受体酪氨酸激酶(RTK),如c-Met和表皮生长因子受体(EGFR),与胶质母细胞瘤的恶性进展有关。研究表明,RTK系统可以共同调节不同的和重叠的致癌下游信号通路。EGFRvIII是一种组成性激活的EGFR缺失突变体变体,可导致肿瘤生长增加,并降低肿瘤对HGF:c-Met通路抑制剂治疗的生长反应。相反,c-Met通路的激活会降低肿瘤对EGFR通路抑制剂的生长反应。此前我们报道,EGFRvIII和c-Met通路抑制剂协同作用,可抑制经基因工程改造以表达EGFRvIII的同基因胶质母细胞瘤细胞系中的肿瘤生长。最近的研究表明,尽管在多形性胶质母细胞瘤中靶向RTK信号传导,但一小部分干细胞样肿瘤增殖细胞可以持续存在,以补充肿瘤细胞群体,导致肿瘤复发。

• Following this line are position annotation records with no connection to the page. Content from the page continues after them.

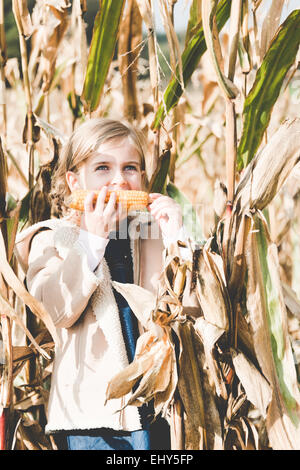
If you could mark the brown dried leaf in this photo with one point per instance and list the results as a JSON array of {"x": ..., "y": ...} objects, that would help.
[
  {"x": 129, "y": 50},
  {"x": 257, "y": 388},
  {"x": 13, "y": 281},
  {"x": 22, "y": 17},
  {"x": 212, "y": 292}
]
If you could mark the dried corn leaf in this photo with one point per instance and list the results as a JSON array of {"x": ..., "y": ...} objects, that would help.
[
  {"x": 105, "y": 34},
  {"x": 190, "y": 60},
  {"x": 129, "y": 49},
  {"x": 10, "y": 312},
  {"x": 209, "y": 9},
  {"x": 154, "y": 367},
  {"x": 270, "y": 168},
  {"x": 257, "y": 389},
  {"x": 211, "y": 291},
  {"x": 14, "y": 282},
  {"x": 54, "y": 32},
  {"x": 270, "y": 25},
  {"x": 32, "y": 436},
  {"x": 267, "y": 314},
  {"x": 260, "y": 100},
  {"x": 22, "y": 17},
  {"x": 209, "y": 335}
]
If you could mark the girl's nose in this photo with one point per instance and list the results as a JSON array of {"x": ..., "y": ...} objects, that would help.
[{"x": 118, "y": 178}]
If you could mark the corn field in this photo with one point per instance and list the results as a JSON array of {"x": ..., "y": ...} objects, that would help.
[{"x": 220, "y": 356}]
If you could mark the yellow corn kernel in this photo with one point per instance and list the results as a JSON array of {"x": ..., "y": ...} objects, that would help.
[{"x": 130, "y": 200}]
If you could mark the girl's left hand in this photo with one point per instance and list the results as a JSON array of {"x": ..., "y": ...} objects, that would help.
[{"x": 167, "y": 212}]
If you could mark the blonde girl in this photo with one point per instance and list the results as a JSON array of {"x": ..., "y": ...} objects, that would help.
[{"x": 69, "y": 264}]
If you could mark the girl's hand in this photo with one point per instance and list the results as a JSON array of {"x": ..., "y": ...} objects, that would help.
[
  {"x": 101, "y": 218},
  {"x": 167, "y": 212}
]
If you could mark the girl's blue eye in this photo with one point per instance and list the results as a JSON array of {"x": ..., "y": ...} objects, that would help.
[
  {"x": 101, "y": 167},
  {"x": 131, "y": 167}
]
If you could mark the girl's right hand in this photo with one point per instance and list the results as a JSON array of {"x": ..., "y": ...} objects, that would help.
[{"x": 101, "y": 218}]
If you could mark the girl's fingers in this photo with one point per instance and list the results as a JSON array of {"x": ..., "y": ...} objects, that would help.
[
  {"x": 89, "y": 202},
  {"x": 101, "y": 200},
  {"x": 111, "y": 205}
]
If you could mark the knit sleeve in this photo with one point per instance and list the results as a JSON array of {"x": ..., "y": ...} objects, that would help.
[{"x": 63, "y": 284}]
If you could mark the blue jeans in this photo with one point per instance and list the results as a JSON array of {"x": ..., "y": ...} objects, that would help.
[{"x": 108, "y": 439}]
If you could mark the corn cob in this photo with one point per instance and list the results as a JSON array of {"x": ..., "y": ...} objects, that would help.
[{"x": 130, "y": 200}]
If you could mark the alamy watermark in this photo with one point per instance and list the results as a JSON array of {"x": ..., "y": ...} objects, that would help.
[{"x": 2, "y": 352}]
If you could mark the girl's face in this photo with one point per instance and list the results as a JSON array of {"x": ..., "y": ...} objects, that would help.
[{"x": 115, "y": 164}]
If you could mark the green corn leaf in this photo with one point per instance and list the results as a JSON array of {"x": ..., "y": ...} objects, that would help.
[
  {"x": 105, "y": 34},
  {"x": 266, "y": 88},
  {"x": 190, "y": 217},
  {"x": 159, "y": 177},
  {"x": 267, "y": 274},
  {"x": 190, "y": 60}
]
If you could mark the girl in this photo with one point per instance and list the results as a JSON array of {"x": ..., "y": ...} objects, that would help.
[{"x": 69, "y": 264}]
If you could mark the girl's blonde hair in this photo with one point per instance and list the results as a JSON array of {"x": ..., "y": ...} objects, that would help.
[{"x": 82, "y": 143}]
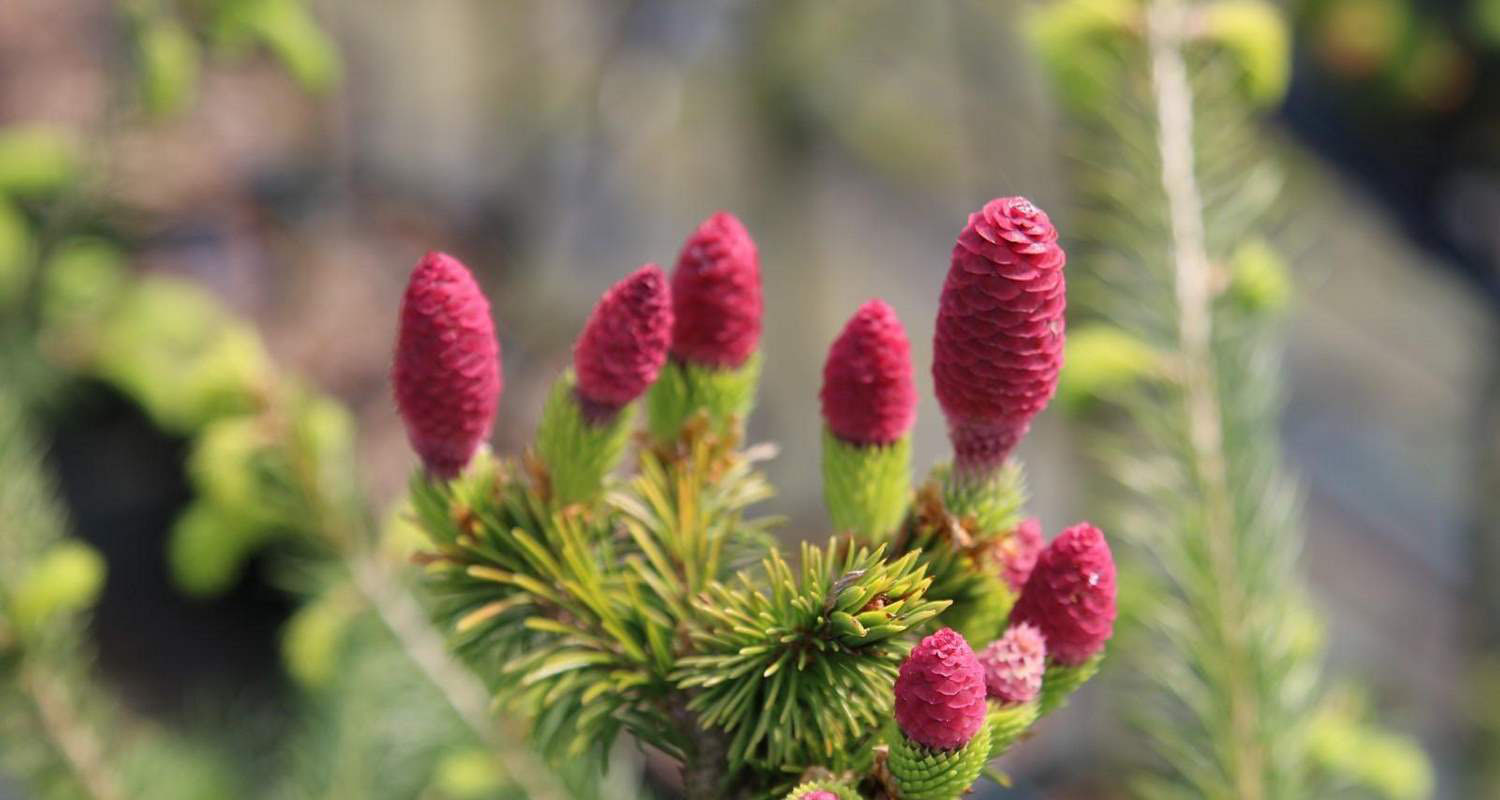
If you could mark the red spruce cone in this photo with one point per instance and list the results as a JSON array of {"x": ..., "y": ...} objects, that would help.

培养Mayo 39和Mayo 59异种移植瘤系并维持异种移植瘤。将皮下异种移植瘤系在裸鼠中连续传代以产生皮下异种移植瘤。将异种移植瘤植入6-8周龄的裸鼠体内。一旦肿瘤达到相当大的尺寸(150毫米),将小鼠随机分为4组:1)对照载体,2)克唑替尼(crizo),3)厄洛替尼(erlot),或4)克唑替尼+厄洛替尼,(每组n = 5)。
克唑替尼(c-Met通路抑制剂)和厄洛替尼(EGFR通路抑制剂)联合使用可显著抑制Mayo 39和Mayo 59原发性胶质母细胞瘤皮下异种移植瘤的肿瘤生长、磷酸化EGFRvIII、磷酸化Met、磷酸化AKT、磷酸化MAPK和神经球生长。c-Met抑制也显著下调了干细胞标志物巢蛋白、马斯ashi、Olig 2和Sox2的表达,但与厄洛替尼联合治疗未见相加性下调。
这些结果与我们之前的发现一致并得到证实,即使用c-Met和EGFR抑制剂疗法靶向这两条平行通路在胶质母细胞瘤模型中提供了显著的抗肿瘤活性。